VoiceXML: letting people talk to your HTTP server through the telephone

Date: Apr. 24, 2001
Link: http://www.arsdigita.com/asj/vxml/
Source Author or Organization: Eve Andersson, ArsDigita Systems Journal

The author makes a case for an imminent increase in innovation from individual developers, fueled by a new freedom from many interface responsibilities, which are now handled by browsers. Illustrating a future where Web services are rapidly developed by small teams or individuals, the article explores what a single coder can do right now with Voice Extensible Markup Language (VoiceXML).

In the past, developing voice applications involved rented or leased lines, text-to-speech conversion software (TTS), and commercial voice recognition software. Today, VoiceXML coders can employ free VoiceXML gateways, such as VoiceGenie and Tellme, to speak the pages they are developing.

The article explains how to build some voice VoiceXML applications, and then moves through two development case studies that include showing the user how to sign up for a free Tellme developer account and check code by hearing it spoken.

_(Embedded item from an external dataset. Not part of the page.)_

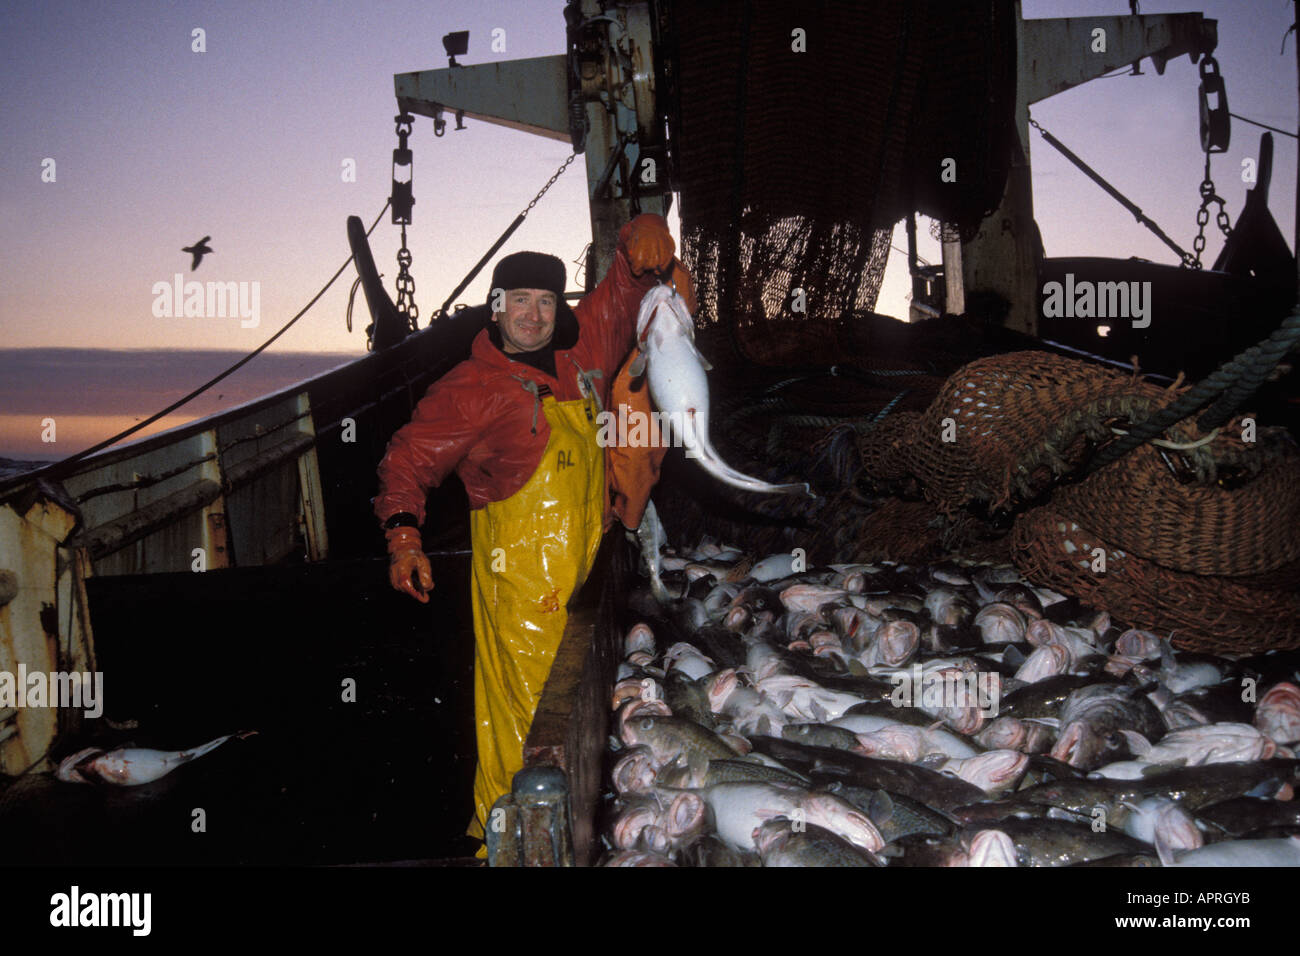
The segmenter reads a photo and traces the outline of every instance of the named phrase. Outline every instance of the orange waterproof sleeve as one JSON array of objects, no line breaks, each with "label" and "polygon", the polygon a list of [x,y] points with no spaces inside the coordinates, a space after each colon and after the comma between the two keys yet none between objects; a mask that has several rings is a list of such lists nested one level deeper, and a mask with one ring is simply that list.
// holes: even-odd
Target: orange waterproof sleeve
[{"label": "orange waterproof sleeve", "polygon": [[424,524],[424,500],[430,488],[442,484],[481,437],[482,425],[459,400],[457,370],[429,386],[415,406],[411,421],[388,443],[379,463],[379,494],[375,516],[380,524],[399,511],[409,511]]},{"label": "orange waterproof sleeve", "polygon": [[627,355],[636,338],[636,317],[641,308],[641,300],[659,278],[653,272],[640,276],[632,274],[632,266],[627,258],[624,242],[628,233],[628,223],[619,232],[619,247],[600,284],[574,307],[584,329],[597,330],[600,336],[600,354],[603,368],[617,368]]},{"label": "orange waterproof sleeve", "polygon": [[[634,379],[628,372],[640,354],[640,349],[632,350],[610,391],[609,407],[617,427],[615,441],[605,448],[606,531],[615,518],[631,531],[641,524],[668,453],[667,436],[658,435],[651,425],[650,387],[644,377]],[[633,388],[634,384],[639,387]]]}]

The article also covers how to take advantage of the VoiceXML grammar reference, code library and library of reusable grammars, and also provides some workarounds for some common pronunciation glitches.

In the concluding discussion of future directions for VoiceXML, a number is given for a Massachusetts Institute of Technology (MIT) Laboratory for Computer Science server that the reader may call to experience a more advanced conversational system.